Nunavik community cancels this year’s bowhead hunt
“It’s a big task that communities are reluctant to take the initiative to plan for”

Hunters in Kangiqsujuaq hosted Nunavik’s first modern-day bowhead harvest in 2008. (FILE PHOTO)
Five years after Nunavik harvested its last bowhead whale, the community of Quaqtaq was preparing to host the hunt this fall — a first for the community of 375 people.
But the costs and planning required to prepare for the hunt proved too much for the Ungava Bay community, which means its residents have decided they must cancel this year’s harvest.
The local Nunavimmit Umajulirijiit (Hunting, Fishing and Trapping Association) had received a permit to harvest up to two whales, said its chairperson Johnny Oovaut, but he said the community won’t have the time or money to submit the hunt plan and budget by the deadline at the end of July.
“We’re just not ready,” Oovaut said. “We don’t have the weapons ready, but it’s the cost that makes it hard.”
In order to hunt a bowhead in Ungava Bay, Oovaut said the community would need to put together five hunting crews to oversee different parts of the hunt — the kill, butchering and safety monitoring.
Hunting crews are also required to use certain hunting weapons to kill a bowhead, including an explosive device.
The last bowhead hunted in Nunavik – harvested outside of Kangiqsujuaq in 2009 – cost that community about $200,000.
Although the community has support from regional organizations, there is no specific fund set up to help communities prepare for their hunt.
“Traditionally, you could hunt a bowhead with three men and a lance, but nowadays, you need all kinds of people involved,” Oovaut said. “If we did it the Inuit way, it would cost about $1,000.”
Nunavimmiut had fought since the 1980s for the right to once again hunt the bowhead, as their ancestors had centuries before.
But the hunt remained prohibited as the bowhead whale was designated as “endangered’ by the Committee on the Status of Endangered Wildlife in Canada.

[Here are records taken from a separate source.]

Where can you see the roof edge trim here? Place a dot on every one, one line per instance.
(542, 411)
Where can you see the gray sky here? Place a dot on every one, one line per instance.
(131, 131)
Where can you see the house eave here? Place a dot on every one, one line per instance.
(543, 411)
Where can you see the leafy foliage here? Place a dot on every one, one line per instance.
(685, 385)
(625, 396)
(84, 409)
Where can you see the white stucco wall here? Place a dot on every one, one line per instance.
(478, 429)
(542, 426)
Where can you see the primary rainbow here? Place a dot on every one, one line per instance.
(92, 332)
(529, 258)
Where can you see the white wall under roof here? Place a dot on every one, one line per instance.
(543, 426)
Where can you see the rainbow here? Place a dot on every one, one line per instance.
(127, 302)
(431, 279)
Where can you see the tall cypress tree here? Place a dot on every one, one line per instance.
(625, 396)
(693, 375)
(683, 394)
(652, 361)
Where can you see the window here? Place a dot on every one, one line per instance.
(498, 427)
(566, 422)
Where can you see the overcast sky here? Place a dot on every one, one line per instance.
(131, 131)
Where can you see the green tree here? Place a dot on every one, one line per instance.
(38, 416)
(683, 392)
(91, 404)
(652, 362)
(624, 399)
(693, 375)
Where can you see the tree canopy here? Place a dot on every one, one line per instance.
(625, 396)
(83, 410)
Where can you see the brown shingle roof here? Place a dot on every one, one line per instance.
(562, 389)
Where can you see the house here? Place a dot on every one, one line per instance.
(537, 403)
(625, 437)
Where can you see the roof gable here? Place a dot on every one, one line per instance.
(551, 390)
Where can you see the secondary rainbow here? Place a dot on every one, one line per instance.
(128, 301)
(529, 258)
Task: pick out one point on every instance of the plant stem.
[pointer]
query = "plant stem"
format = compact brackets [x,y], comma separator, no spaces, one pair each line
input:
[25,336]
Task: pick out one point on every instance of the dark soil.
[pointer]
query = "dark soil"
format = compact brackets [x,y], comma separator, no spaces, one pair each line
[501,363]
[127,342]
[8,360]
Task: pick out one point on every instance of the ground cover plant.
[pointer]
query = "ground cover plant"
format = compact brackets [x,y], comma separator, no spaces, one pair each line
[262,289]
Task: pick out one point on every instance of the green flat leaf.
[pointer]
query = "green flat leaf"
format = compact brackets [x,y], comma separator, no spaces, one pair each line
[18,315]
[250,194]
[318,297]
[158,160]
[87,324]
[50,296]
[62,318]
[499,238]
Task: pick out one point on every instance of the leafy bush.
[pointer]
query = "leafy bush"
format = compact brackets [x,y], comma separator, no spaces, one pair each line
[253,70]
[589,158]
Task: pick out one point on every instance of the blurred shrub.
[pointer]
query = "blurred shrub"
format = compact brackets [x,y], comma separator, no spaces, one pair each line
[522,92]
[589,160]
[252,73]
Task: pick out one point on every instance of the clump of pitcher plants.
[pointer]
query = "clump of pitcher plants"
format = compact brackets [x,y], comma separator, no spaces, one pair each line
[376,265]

When that status was lowered years ago to “threatened,” Nunavik organized its first bowhead hunt in 2008 in Kangiqsujuaq, followed by its second hunt the following year in the same community.
At the time, Jimmy Johannes of Nunavik’s Anguvigak hunters and trappers association called it “so important that we feel small trying to encompass it.”
But it’s been five years now since a Nunavik community has hunted a bowhead, raising questions about how feasible the hunt is for Nunavik’s communities to organize, especially its smaller communities, like Quaqtaq.
“It’s a big task that communities are reluctant to take the initiative to plan for,” Oovaut said. “There’s also the unfamiliarity with the animal — how to butcher it, how to prepare the meat and what you can actually eat.”
Oovaut said there’s not much knowledge sharing between other Inuit regions where the bowhead is hunted, such as Nunavut or Alaska.
Inuit could benefit from workshops or a guide that shows them how to use the bowhead, and recipes on how to prepare the muktuk, he said.
Quaqtamiut are divided on the issue, he added — some have pushed to bring the hunt to the community, while others are indifferent about it.
“Makivik [Corp.] fought for the right to hunt and we should not take that decision lightly,” Oovaut said. “But we’ve been living without the bowhead for so many years, we’ve lost interest.”
In Nunavut, where hunters have been harvesting bowhead whales since 1996, the hunt seems to be growing in popularity.
While each of Nunavut’ three regions is permitted to harvest one whale a year, wildlife boards in both the Kivalliq and Qikiqtani regions have requested permission to hunt two whales each.